Cette réforme est publiée dans un texte intitulé Mitis Iudex Dominus Iesus, qu’on pourrait traduire Le Seigneur Jésus juge avec douceur.

En date du 11 septembre 2015, le texte n’était encore, téléchargeable, sur le site du Saint-Siège, qu’en latin et en italien. Je l'ai lu en italien, vérifiant au besoin le sens du texte en me reportant à la version latine officielle.

Le moins qu’on puisse dire est que ce texte n’a pas été jugé avec douceur par certains lecteurs plus catholiques que le pape [1]. Il a aussi été reçu avec condescendance par d’autres, qui voudraient y voir un « petit pas » de Rome dans le sens du relativisme libéral en matière de mœurs [2]. À mon avis, des deux bords on se trompe lourdement et de la même façon, bien qu’on valorise diversement la démarche papale, objet d’une égale incompréhension — volontaire ou involontaire.

Entrer dans le texte

Voici donc quelques pensées au sujet de ce motu proprio qui soulève tant d’émotion et qu’il importe de bien comprendre.

N’étant ni canoniste, ni théologien, je lirai surtout ce texte dans la lumière propre de la philosophie de l’histoire et de la philosophie morale et politique.

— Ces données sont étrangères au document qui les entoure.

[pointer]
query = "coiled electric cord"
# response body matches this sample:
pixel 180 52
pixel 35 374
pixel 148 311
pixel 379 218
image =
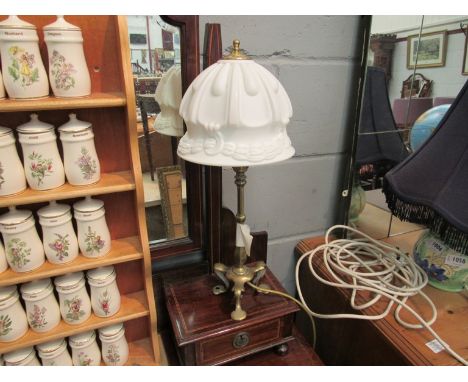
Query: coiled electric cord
pixel 365 264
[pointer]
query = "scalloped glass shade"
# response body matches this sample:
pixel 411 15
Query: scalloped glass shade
pixel 236 114
pixel 168 96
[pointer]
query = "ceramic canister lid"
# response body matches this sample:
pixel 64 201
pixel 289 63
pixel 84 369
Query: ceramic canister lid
pixel 53 210
pixel 111 331
pixel 18 356
pixel 88 205
pixel 14 22
pixel 101 275
pixel 82 339
pixel 15 217
pixel 34 126
pixel 36 288
pixel 69 281
pixel 74 125
pixel 61 25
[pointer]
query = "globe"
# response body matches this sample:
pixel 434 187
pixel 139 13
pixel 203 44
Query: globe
pixel 447 269
pixel 425 125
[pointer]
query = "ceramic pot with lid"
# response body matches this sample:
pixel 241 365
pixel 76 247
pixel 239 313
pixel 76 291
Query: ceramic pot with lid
pixel 13 321
pixel 80 157
pixel 42 309
pixel 22 357
pixel 105 295
pixel 42 163
pixel 75 305
pixel 114 346
pixel 3 262
pixel 58 236
pixel 85 351
pixel 54 353
pixel 24 75
pixel 68 72
pixel 12 179
pixel 23 247
pixel 93 234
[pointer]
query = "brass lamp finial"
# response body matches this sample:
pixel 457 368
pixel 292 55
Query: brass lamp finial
pixel 236 53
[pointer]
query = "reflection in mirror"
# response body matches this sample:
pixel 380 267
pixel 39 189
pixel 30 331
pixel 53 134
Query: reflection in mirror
pixel 421 60
pixel 156 66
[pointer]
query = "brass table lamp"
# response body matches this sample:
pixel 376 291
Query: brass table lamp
pixel 236 114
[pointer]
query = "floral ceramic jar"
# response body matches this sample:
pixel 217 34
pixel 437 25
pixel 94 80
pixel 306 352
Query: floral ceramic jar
pixel 75 305
pixel 12 179
pixel 23 247
pixel 24 75
pixel 105 295
pixel 42 309
pixel 13 321
pixel 68 72
pixel 2 89
pixel 58 236
pixel 93 234
pixel 54 353
pixel 42 163
pixel 22 357
pixel 81 161
pixel 114 346
pixel 3 262
pixel 85 351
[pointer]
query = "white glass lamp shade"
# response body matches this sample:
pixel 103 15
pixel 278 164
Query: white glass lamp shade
pixel 168 96
pixel 236 114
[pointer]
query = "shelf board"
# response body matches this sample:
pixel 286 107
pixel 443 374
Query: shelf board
pixel 123 250
pixel 109 183
pixel 133 306
pixel 93 101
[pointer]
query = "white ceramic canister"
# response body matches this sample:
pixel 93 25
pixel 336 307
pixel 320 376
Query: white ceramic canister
pixel 2 88
pixel 12 179
pixel 23 247
pixel 75 305
pixel 114 346
pixel 58 236
pixel 24 75
pixel 13 321
pixel 79 152
pixel 54 353
pixel 42 309
pixel 42 163
pixel 85 350
pixel 68 72
pixel 93 234
pixel 3 262
pixel 105 295
pixel 22 357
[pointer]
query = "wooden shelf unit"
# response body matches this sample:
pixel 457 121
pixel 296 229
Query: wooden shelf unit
pixel 111 110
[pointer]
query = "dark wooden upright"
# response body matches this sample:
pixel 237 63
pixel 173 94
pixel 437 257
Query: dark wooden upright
pixel 204 331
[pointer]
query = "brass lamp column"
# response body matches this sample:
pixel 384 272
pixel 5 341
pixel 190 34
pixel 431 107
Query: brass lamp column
pixel 239 273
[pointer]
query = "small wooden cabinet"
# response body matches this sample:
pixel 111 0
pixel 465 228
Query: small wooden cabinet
pixel 111 110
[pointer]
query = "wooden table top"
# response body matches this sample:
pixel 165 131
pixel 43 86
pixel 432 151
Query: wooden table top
pixel 452 314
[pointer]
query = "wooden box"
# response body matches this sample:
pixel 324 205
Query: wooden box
pixel 204 332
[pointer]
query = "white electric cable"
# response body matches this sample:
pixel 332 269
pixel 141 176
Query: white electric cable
pixel 366 264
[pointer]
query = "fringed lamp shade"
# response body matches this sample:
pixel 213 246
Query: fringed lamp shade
pixel 168 96
pixel 236 114
pixel 431 186
pixel 384 147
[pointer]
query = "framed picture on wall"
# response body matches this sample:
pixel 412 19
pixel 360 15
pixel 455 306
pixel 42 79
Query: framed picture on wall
pixel 432 50
pixel 465 57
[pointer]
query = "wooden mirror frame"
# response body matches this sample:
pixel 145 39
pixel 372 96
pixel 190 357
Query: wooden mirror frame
pixel 197 203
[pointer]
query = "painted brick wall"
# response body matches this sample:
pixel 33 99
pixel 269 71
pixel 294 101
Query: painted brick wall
pixel 313 57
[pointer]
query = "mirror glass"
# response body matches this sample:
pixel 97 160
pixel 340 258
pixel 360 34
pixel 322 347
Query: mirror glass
pixel 415 69
pixel 156 65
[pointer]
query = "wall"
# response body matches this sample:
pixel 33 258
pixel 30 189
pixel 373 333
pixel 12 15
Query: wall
pixel 313 57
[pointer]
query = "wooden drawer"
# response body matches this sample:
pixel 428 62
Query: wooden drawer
pixel 238 343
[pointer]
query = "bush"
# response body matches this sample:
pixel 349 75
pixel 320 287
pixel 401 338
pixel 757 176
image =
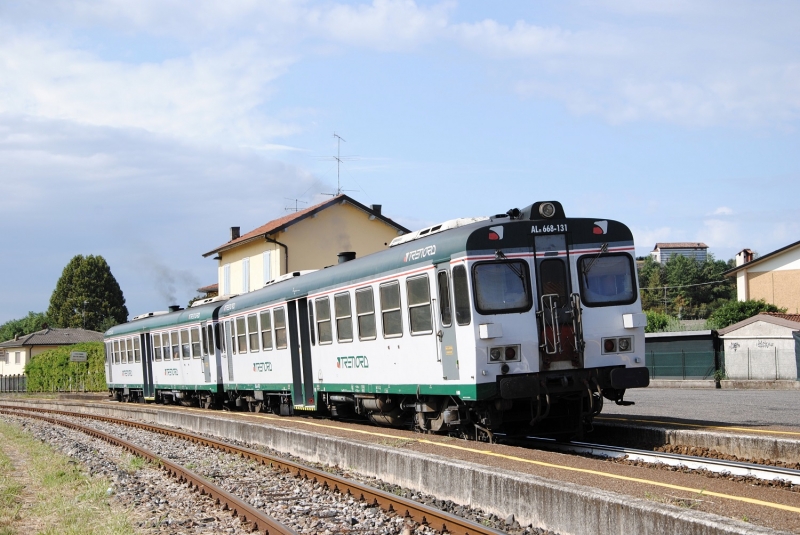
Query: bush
pixel 736 311
pixel 657 322
pixel 52 370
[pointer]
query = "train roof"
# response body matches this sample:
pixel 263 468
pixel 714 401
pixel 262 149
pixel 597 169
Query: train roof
pixel 163 321
pixel 481 234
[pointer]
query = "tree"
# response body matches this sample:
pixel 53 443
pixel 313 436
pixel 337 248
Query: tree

Elle me semble ici très éclairante. Cela ne m’empêche pas de le recevoir aussi avec la docilité confiante du catholique fidèle.

À ces titres, je me permets les observations suivantes. Le texte d'une douzaine de pages comporte trois parties.

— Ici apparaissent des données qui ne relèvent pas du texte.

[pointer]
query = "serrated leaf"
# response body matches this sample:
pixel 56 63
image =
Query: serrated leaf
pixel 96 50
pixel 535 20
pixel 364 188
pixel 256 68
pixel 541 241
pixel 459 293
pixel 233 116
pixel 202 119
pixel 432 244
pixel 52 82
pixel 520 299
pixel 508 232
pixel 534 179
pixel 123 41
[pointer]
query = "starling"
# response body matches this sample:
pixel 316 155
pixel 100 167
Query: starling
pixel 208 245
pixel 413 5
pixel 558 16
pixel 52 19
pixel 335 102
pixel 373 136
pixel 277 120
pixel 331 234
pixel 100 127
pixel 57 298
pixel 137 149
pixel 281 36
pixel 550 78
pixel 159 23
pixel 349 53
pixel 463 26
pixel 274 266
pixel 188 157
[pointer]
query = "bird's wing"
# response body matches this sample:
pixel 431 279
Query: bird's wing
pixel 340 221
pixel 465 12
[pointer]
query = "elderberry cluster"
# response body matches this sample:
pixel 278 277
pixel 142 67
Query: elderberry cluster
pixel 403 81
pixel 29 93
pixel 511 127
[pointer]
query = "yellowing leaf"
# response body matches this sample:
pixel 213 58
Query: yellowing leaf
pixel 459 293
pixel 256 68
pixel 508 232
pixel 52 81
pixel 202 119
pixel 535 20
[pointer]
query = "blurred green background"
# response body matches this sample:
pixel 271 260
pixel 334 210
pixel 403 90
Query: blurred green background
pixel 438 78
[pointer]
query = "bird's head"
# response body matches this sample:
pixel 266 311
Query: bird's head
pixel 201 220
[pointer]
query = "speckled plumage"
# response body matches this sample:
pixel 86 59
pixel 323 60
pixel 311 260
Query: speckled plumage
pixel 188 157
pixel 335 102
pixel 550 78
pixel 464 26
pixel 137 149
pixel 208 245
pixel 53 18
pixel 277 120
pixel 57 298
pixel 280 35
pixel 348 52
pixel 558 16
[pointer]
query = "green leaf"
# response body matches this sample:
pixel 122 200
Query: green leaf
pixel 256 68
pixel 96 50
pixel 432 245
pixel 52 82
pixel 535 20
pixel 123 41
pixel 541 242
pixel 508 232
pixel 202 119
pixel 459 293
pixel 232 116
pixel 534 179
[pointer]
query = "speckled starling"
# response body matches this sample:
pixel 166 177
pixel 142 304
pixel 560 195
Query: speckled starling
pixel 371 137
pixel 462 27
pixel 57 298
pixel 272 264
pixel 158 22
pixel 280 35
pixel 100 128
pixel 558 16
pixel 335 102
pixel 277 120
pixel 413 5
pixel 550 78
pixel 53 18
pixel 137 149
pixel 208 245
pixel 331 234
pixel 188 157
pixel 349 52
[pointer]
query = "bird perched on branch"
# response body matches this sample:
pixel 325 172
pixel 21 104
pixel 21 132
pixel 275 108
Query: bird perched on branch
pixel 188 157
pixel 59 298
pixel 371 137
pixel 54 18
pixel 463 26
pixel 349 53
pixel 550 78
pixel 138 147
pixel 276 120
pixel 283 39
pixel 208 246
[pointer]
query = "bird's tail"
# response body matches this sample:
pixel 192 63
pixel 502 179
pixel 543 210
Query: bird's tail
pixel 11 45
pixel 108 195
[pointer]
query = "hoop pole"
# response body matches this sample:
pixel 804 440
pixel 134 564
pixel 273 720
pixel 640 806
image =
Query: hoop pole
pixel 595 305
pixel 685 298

  1. La première expose les considérants de cette réforme du droit interne de l’Église ;
  2. Dans la seconde en est donné le contenu, c’est-à-dire la nouvelle rédaction d’un chapitre du Code de droit canonique [3]  ; 
  3. La troisième fournit des normes pour la bonne compréhension et l’application correcte du droit ainsi révisé.

Rien de changé dans la doctrine

Dans la première partie, le pape commence par rappeler avec solennité le « pouvoir des clés » de l’évêque de Rome, successeur de Pierre, autorité plénière et universelle de l’Église [4].

Puis, il inscrit le motu proprio dans la méditation séculaire de l’Église sur « l’indissolubilité du lien sacré du mariage ».

Il continue en rappelant la mise en place progressive, au cours de l’histoire, de la procédure disciplinaire de reconnaissance de nullité.

En évoquant alors « la nullité du consentement », il rappelle un point tout à fait central de la doctrine catholique du mariage, à savoir que le consentement libre des époux à s’engager dans les liens du mariage constitue la cause humaine indispensable de celui-ci, que Dieu consacre par le lien sacramentel [5]. La forme du sacrement se trouve justement dans l’échange des consentements.

C’est pourquoi, il y a mariage là où existe un véritable accord entre vrais consentements, et un tel mariage est toujours indissoluble. Cette doctrine catholique remonte, sur ce point, aux paroles mêmes de Jésus-Christ [6]. En revanche, là où les consentements font défaut, là ne peut exister un mariage.

La question de savoir si un homme et une femme sont mariés est donc une question de fait, à apprécier en cas de désaccord, par le juge compétent. Cette question de fait est détachable de la question théologique et de droit : savoir si le mariage est en soi indissoluble. Cette dernière a été tranchée dès le début de l’Église et par le Christ en Personne. Un mariage ne peut donc jamais être rompu, mais on peut reconnaître qu’un mariage apparent n’a jamais existé en réalité.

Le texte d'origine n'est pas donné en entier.